An attempt to add the same host to the HE setup, to the same cluster where the HE VM is running, only via the webadmin, succeeds.

Expected results:
Deployment of an additional host on the HE setup using hosted-engine --deploy should work.

Additional info:
sosreport:  http://file.tlv.redhat.com/ebenahar/sosreport-purple-vds2.qa.lab.tlv.redhat.com-20150729125935.tar.xz

Comment 1 Elad 2015-07-29 10:09:06 UTC
Correction: 
Please ignore:
"An attempt to add the same host to the HE setup, to the same cluster where the HE VM is running, only via the webadmin, succeeds." 

Adding an additional host via the webadmin does make it a hosted-engine host. 

Therefore, I can't find a workaround.

Comment 2 Elad 2015-08-03 08:07:12 UTC
Occurs also while deploying over iSCSI. Therefore, marking as regression.


Logs for iSCSI case: http://file.tlv.redhat.com/ebenahar/sosreport-camel-vdsb.qa.lab.tlv.redhat.com-20150803110508.tar.xz

Comment 3 Yaniv Lavi 2015-08-31 11:45:19 UTC
What is the status on this?

Comment 4 Simone Tiraboschi 2015-08-31 12:20:08 UTC
I was able to isolate the issue: with latest VDSM we have a different behavior of prepareImage from NFS to iSCSI.
Opening a bug on that and setting as a blocker.

Comment 5 Sandro Bonazzola 2015-09-08 11:16:46 UTC
Simone, can you check if 3.5.4 works as expected with regard to this BZ?
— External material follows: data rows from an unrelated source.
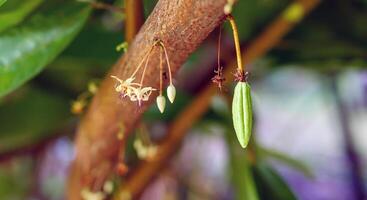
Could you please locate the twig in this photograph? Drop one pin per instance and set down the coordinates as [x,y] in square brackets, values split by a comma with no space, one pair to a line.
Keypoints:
[145,172]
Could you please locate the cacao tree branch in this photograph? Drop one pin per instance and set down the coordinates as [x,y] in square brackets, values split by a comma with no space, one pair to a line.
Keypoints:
[146,170]
[181,25]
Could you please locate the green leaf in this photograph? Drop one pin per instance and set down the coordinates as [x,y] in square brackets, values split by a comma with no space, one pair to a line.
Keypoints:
[270,184]
[14,12]
[20,168]
[285,159]
[242,112]
[27,49]
[241,173]
[32,115]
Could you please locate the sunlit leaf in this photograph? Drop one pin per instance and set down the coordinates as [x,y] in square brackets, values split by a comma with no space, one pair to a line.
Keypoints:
[27,49]
[14,11]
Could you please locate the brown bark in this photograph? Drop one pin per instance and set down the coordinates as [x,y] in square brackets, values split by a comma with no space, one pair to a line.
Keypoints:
[146,171]
[181,25]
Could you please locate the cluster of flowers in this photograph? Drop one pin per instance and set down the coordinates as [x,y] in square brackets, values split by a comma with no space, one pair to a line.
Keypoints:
[136,92]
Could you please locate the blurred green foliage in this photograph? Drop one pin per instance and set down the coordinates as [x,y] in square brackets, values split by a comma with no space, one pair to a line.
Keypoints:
[47,58]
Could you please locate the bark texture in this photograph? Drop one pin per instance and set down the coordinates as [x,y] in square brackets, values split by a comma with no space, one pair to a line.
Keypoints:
[182,25]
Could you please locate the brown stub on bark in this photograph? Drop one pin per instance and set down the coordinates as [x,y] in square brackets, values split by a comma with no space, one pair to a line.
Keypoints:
[182,25]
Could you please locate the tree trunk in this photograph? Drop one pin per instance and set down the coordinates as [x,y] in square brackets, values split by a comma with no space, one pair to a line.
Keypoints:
[182,25]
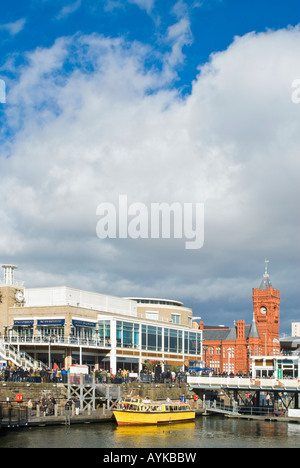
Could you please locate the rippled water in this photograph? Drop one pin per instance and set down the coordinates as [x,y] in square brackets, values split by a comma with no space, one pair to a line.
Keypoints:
[205,432]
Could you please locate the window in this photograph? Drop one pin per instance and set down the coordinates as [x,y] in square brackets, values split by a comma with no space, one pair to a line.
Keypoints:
[151,315]
[128,335]
[104,332]
[175,318]
[173,340]
[151,338]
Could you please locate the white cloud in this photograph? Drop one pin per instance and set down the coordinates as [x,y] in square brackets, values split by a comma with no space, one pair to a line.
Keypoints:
[13,28]
[112,126]
[69,9]
[144,4]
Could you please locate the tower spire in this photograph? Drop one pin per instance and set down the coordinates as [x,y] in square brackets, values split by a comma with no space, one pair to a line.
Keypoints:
[266,283]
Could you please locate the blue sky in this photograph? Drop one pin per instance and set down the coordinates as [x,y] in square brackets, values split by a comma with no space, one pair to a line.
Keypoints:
[164,101]
[27,24]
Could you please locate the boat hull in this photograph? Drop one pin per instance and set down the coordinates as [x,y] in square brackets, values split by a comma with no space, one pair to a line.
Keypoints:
[134,418]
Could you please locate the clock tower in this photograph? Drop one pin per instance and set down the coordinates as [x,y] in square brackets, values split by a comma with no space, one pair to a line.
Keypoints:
[266,302]
[11,294]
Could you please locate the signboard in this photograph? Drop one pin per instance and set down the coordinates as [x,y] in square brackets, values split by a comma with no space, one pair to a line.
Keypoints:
[79,369]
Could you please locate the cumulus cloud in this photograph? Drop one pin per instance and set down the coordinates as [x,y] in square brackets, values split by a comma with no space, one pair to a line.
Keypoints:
[14,27]
[101,122]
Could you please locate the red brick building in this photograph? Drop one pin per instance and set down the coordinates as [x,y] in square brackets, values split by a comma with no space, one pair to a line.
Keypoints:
[228,350]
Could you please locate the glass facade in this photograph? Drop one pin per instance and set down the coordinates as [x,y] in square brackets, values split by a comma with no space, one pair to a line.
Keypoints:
[128,335]
[104,332]
[153,338]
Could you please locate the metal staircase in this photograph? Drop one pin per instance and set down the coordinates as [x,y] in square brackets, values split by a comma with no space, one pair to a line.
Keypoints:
[19,358]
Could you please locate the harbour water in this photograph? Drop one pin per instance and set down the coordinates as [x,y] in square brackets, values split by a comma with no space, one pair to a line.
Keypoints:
[205,432]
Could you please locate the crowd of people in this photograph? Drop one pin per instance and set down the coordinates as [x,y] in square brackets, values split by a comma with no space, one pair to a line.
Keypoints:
[33,375]
[57,375]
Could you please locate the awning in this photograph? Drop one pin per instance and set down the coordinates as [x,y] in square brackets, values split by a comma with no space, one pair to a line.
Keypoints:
[23,323]
[50,322]
[83,323]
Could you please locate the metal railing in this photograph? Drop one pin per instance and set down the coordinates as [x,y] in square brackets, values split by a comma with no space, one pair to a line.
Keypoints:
[21,359]
[244,383]
[12,415]
[59,340]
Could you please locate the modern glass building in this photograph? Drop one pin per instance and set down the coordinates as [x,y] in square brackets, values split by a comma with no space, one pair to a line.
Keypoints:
[70,326]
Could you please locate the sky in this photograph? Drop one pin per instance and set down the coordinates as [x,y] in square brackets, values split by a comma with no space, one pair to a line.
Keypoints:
[193,103]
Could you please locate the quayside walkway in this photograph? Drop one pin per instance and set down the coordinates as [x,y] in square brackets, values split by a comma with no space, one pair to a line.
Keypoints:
[262,399]
[243,383]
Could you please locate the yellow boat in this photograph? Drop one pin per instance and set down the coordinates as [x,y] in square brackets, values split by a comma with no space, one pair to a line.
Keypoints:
[134,411]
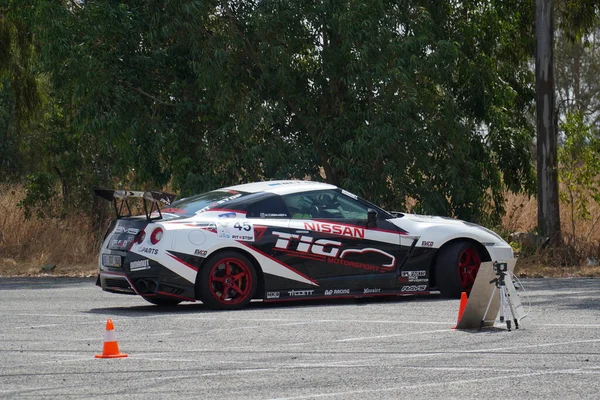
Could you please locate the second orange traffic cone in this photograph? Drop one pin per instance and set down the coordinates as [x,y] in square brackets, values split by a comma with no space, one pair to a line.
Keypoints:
[111,346]
[461,307]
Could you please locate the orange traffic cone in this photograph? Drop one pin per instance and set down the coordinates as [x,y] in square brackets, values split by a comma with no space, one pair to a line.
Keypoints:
[461,307]
[111,346]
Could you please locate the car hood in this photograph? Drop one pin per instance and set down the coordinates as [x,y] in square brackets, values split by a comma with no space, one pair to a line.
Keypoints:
[430,219]
[442,229]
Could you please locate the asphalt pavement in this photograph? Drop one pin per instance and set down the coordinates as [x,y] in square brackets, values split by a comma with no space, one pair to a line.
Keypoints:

Comment 6 Simone Tiraboschi 2015-09-09 07:37:26 UTC
Yes, 3.5.4 is not affected.

Comment 7 Elad 2015-11-08 09:49:36 UTC
Additional host deployment over FC succeeded. Host was added successfully to the DC.

Verified using:
ovirt-hosted-engine-ha-1.3.2.1-1.el7ev.noarch
ovirt-hosted-engine-setup-1.3.0-1.el7ev.noarch
vdsm-4.17.10.1-0.el7ev.noarch

Comment 8 Sandro Bonazzola 2015-11-27 07:49:35 UTC
Since oVirt 3.6.0 has been released, moving from verified to closed current release.